Guideline-Based Recommendations

Diagnosis

  • Use comprehensive clinical history and imaging request forms to guide MRI protocol selection.
  • Classify cases into categories (vascular, neoplasia, inflammation, degenerative, miscellaneous) to tailor protocols.

Management

  • Employ standardized imaging protocols for common clinical scenarios, with individualized adjustments for complex cases.
  • Consider AI tools such as LLMs to assist in protocol generation to reduce radiologist workload.

Monitoring & Follow-up

  • Evaluate inter-rater agreement on protocol sequences to ensure consistency and accuracy.
  • Monitor for protocol errors that may lead to repeat examinations.

Risks

  • Omission of critical MRI sequences can necessitate repeat scans, increasing patient burden and healthcare costs.
  • Excessive or unnecessary sequences may prolong scan time and increase exposure to contrast agents with potential adverse effects.
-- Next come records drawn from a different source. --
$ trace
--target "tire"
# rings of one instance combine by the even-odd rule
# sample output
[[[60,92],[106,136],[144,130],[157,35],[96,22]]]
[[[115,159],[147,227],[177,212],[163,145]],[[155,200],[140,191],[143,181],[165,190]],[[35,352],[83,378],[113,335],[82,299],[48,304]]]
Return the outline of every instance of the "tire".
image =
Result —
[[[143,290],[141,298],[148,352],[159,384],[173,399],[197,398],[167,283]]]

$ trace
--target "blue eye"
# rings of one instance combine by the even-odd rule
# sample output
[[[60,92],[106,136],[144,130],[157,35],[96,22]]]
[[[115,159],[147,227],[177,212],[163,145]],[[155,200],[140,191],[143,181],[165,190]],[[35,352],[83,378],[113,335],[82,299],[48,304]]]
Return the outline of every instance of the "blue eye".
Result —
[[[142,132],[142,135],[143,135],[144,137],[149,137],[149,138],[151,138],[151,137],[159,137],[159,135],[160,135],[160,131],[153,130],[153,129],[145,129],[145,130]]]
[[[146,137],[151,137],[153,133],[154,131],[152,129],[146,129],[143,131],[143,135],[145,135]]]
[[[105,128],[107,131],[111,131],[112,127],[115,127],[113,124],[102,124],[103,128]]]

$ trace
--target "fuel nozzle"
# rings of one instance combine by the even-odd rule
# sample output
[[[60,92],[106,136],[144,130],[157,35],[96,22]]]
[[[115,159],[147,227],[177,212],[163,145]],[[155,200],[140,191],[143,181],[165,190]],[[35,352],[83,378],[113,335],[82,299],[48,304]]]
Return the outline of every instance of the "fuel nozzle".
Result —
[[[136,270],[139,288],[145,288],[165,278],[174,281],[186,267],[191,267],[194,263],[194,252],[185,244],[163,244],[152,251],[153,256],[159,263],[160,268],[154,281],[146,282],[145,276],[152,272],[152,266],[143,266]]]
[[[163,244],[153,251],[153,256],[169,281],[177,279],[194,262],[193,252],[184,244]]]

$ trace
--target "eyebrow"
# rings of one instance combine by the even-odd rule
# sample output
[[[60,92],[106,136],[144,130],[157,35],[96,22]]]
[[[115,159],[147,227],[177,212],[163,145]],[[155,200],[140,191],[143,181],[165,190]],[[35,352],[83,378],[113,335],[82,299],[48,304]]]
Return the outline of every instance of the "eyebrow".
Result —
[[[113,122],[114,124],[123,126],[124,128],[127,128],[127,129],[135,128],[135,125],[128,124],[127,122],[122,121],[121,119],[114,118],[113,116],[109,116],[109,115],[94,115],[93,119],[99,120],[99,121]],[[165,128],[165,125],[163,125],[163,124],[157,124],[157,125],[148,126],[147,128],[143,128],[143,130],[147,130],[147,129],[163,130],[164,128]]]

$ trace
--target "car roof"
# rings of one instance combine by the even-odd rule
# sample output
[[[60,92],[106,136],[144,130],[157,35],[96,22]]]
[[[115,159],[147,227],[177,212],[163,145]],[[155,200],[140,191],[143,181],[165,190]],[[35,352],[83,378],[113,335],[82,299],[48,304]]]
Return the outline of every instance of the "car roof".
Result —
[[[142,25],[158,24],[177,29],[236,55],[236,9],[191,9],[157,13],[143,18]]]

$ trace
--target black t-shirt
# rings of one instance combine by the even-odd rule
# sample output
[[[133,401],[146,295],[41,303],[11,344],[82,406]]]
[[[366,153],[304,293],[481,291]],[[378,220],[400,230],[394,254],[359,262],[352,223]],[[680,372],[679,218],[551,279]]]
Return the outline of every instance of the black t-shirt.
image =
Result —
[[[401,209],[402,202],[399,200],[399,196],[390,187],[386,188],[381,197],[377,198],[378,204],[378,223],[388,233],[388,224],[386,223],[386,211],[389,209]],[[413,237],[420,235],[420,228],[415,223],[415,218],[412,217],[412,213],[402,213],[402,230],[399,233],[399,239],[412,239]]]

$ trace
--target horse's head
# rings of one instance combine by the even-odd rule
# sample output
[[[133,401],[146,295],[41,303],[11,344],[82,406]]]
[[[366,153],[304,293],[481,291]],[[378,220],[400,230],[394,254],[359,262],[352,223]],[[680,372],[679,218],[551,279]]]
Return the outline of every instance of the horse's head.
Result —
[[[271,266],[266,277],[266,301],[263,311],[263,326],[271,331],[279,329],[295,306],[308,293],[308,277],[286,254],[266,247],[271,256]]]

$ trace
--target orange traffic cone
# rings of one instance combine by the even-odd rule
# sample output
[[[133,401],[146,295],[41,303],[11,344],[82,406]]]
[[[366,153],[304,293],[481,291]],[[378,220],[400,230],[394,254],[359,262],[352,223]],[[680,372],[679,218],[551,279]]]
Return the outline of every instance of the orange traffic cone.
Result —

Patient & Prescribing Data

150 fictitious brain MRI cases based on anonymized real patient data representing typical and atypical clinical scenarios

LLMs can generate brain MRI protocols with varying accuracy; enhanced prompts with local standard protocols improve performance.

Clinical Best Practices

  • Ensure anonymization and ethical considerations when using patient data for AI model training and evaluation.
  • Use consensus by experienced neuroradiologists to establish reference protocols for validation of AI-generated protocols.
  • Incorporate in-context learning with local standard protocols and sequence explanations to enhance LLM output quality.
  • Apply structured output modes (e.g., JSON schema) for programmatic analysis and integration of AI-generated protocols.